Hacker News new | ask | show | jobs
by alganet 625 days ago
Nope. It is for the classic web (the only websites worth saving anyway).
1 comments

Even for classic web, if it's behind cloudflare, then HTTrack no longer works.

It's a sad point to be at. Fortunately, the single file extension still works really well for single pages, even when they are built dynamically by JavaScript on the client side. There isn't a solution for cloning an entire site though, at least that I know of

If it is cloudflare human verification, then httrack will have an issue. But in the end it's just a cookie, you can use a browser with JS to grab the cookie, then feed it to httrack headers.
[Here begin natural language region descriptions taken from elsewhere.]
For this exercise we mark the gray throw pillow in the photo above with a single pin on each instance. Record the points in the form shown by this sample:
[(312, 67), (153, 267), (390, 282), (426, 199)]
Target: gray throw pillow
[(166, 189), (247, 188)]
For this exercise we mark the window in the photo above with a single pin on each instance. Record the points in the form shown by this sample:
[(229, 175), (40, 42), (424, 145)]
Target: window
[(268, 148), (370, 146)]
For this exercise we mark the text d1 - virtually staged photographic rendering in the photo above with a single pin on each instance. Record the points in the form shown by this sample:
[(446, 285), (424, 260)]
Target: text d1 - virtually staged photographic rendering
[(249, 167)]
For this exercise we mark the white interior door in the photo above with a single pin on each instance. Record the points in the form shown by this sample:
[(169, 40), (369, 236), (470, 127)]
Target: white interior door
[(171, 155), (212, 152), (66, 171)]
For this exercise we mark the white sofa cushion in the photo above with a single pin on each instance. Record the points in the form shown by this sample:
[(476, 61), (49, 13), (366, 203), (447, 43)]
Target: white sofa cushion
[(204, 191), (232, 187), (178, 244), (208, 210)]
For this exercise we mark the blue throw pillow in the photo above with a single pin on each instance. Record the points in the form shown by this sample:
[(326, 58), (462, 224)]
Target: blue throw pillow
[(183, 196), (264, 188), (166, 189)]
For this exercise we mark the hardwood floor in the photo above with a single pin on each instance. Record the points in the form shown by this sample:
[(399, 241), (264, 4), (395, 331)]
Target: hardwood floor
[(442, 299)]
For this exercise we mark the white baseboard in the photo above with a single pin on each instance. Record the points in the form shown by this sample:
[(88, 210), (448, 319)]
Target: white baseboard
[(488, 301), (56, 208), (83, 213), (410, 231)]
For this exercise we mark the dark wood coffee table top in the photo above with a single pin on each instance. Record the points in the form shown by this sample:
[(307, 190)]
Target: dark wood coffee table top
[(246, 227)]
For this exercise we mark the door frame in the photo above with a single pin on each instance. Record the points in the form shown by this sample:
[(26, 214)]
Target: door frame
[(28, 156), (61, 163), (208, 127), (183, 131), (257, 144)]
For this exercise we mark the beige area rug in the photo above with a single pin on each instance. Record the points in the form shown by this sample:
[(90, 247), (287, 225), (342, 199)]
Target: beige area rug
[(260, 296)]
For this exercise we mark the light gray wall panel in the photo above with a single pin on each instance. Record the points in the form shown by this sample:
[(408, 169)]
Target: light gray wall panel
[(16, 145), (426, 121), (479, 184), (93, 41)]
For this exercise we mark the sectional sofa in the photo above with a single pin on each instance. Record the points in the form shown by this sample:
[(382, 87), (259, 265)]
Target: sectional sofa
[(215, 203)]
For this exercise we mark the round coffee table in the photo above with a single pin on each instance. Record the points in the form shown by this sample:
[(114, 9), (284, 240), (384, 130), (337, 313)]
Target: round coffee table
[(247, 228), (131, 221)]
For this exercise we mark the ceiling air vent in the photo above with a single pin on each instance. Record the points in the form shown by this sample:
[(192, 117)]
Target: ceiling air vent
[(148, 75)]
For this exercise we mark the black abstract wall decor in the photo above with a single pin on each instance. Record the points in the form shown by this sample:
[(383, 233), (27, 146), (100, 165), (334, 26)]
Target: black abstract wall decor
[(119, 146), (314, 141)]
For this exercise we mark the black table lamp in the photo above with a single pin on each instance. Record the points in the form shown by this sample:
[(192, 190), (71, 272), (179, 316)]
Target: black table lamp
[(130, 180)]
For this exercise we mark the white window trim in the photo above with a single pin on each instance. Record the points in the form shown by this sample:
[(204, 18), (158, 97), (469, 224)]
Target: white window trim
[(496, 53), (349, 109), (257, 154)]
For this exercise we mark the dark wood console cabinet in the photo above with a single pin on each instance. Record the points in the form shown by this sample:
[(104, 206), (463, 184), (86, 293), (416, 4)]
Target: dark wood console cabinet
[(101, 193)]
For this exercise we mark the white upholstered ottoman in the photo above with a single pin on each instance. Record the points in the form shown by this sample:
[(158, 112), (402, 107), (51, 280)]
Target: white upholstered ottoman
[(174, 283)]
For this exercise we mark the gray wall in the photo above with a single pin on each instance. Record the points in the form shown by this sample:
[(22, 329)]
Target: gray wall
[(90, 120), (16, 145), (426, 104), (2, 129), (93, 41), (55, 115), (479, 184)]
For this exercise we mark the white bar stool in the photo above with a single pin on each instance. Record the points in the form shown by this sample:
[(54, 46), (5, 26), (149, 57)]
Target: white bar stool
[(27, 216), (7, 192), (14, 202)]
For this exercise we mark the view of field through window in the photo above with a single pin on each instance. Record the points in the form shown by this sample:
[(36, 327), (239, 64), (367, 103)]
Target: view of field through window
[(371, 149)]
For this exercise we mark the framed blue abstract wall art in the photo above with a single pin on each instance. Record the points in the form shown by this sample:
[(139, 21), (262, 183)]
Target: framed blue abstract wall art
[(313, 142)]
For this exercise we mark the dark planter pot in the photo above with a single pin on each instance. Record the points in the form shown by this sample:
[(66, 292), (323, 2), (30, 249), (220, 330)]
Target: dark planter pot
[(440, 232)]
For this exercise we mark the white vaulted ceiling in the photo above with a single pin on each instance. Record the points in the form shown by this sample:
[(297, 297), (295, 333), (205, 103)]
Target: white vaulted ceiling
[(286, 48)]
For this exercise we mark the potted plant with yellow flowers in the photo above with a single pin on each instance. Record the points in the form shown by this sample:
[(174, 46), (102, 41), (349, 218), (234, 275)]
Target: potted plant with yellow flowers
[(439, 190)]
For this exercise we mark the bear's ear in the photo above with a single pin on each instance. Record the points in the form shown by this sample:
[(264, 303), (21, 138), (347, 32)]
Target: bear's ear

If cloudflare ddos protection is an issue, you can throttle httrack requests.

> you can use a browser with JS to grab the cookie, then feed it to httrack headers

They also check your user agent, IP and JA3 fingerprint (and ensures it matches with the one that got the cookie) so it's not as simple as copying some cookies. This might just be for paying customers though since it doesn't do such heavy checks for some sites

Dude. Cookie is a header, user agent is a header, ja3 is a header. It's the same stuff.

These protections are against ddos attacks, botnets, large crawling infrastructures that can lose by having to sync header info.

If you're just a single tired dev saving a website because you care about some content, none of this is a significant barrier.

Dude. JA3 is a your TLS fingerprint. Most libraries don't let you spoof it. The annoying thing is that with new versions of Chrome and Firefox, JA3 is randomized per session so it changes every time. You need to intercept the request in Wireshark to get it.
Seconded. It seems to depend on the sites settings, and those in turn are regulated heavily by subscription plan the site is on.
I'm aware of this tool, but I'm sure there are caveats in terms of "totally" cloning a website:

https://github.com/ArchiveTeam/grab-site